• ATRP
• PNIPAM
• AFM
• Ellipsometry
• PHEMA

With the primal aim of controlling the atom transfer radical polymerization of N-isopropyl acrylamide from surface-initiated silicon oxide substrates the first project of this thesis concerns on the study of the ATRP kinetic. We report the synthesis of poly(N-isopropylacrylamide) brush layers grafted onto the silicon oxide substrates at room temperature via surface-initiated atom transfer radical polymerization using different global polymerization ratios. The effective modification of the silicon oxide surfaces were verified by contact angle and Fourier transform infrared spectroscopy techniques, and the chain length of the polymer chains were measured through ellipsometry analysis. Moreover, the influence of the polarity of the polymerization solution and the relative concentration of activator, deactivator and ligand were studied.
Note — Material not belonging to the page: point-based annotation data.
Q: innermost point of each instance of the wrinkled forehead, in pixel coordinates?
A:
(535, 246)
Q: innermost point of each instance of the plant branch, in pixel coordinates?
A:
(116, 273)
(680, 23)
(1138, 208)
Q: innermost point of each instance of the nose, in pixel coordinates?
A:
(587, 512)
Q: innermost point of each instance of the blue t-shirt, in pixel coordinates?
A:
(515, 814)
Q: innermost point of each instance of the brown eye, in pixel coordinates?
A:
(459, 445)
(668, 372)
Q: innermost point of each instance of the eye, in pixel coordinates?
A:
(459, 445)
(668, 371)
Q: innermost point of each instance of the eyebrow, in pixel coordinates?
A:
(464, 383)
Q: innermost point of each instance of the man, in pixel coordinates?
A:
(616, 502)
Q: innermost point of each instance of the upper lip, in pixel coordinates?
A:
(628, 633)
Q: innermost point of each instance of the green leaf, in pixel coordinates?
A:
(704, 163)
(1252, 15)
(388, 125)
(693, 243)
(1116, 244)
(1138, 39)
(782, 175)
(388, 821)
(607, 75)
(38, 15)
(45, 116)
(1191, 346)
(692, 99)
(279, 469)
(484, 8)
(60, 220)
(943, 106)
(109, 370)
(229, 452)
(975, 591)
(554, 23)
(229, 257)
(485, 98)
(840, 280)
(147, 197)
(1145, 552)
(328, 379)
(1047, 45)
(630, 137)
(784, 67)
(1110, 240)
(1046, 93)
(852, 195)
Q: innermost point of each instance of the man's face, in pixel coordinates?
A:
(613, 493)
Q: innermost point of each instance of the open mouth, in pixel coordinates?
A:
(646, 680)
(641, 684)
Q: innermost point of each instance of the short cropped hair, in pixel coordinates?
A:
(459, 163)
The reproducibility of the surface-initiated atom transfer radical polymerization of N-isopropylacrylamide grafted from silicon oxide surfaces was studied comparing the dry thicknesses measured with ellipsometry. In addition, we investigated the swelling behaviour of the poly(N-isopropylacrylamide) brushes and the thermoresponsive property by determining the lower critical solution temperature with in-situ ellipsometry.
Finally the surface-tethered triblock copolymers composed of poly(N-isopropylacrylamide), poly(Hydroxyethyl methacrylate-co-ethylene glycol di(metha)acrylate) and poly(N-isopropylacrylamide) were grown from silicon oxide substrates by a series of atom transfer radical polymerization at room temperature. After the synthesis of the first block the growing chains were quenched transferring a quenching solution composed of a large excess of deactivator and ligand, CuBr2 and N, N, N', N', N'-pentmethyldiethylentriamine. Comparing the thicknesses of the multiblock copolymers films with the thicknesses of the respective homopolymer films using a surface-initiated silicon oxide substrate, the efficiency of the quenching approach was evaluated. The swelling and the thermoresponsive properties were studied using ellipsometry and atomic force microscopy techniques. The mechanical properties of the surfaces were studied through indentation atomic force microscopy experiments and the topographical images were obtained through tapping mode atomic force microscopy. Independently from the architecture of the multiblock copolymers, the swelling and thermoresponsive properties of the materials were preserved, while the mechanical properties of the hydrogel changed dramatically when it was grafted onto the thermoresponsive brush layer.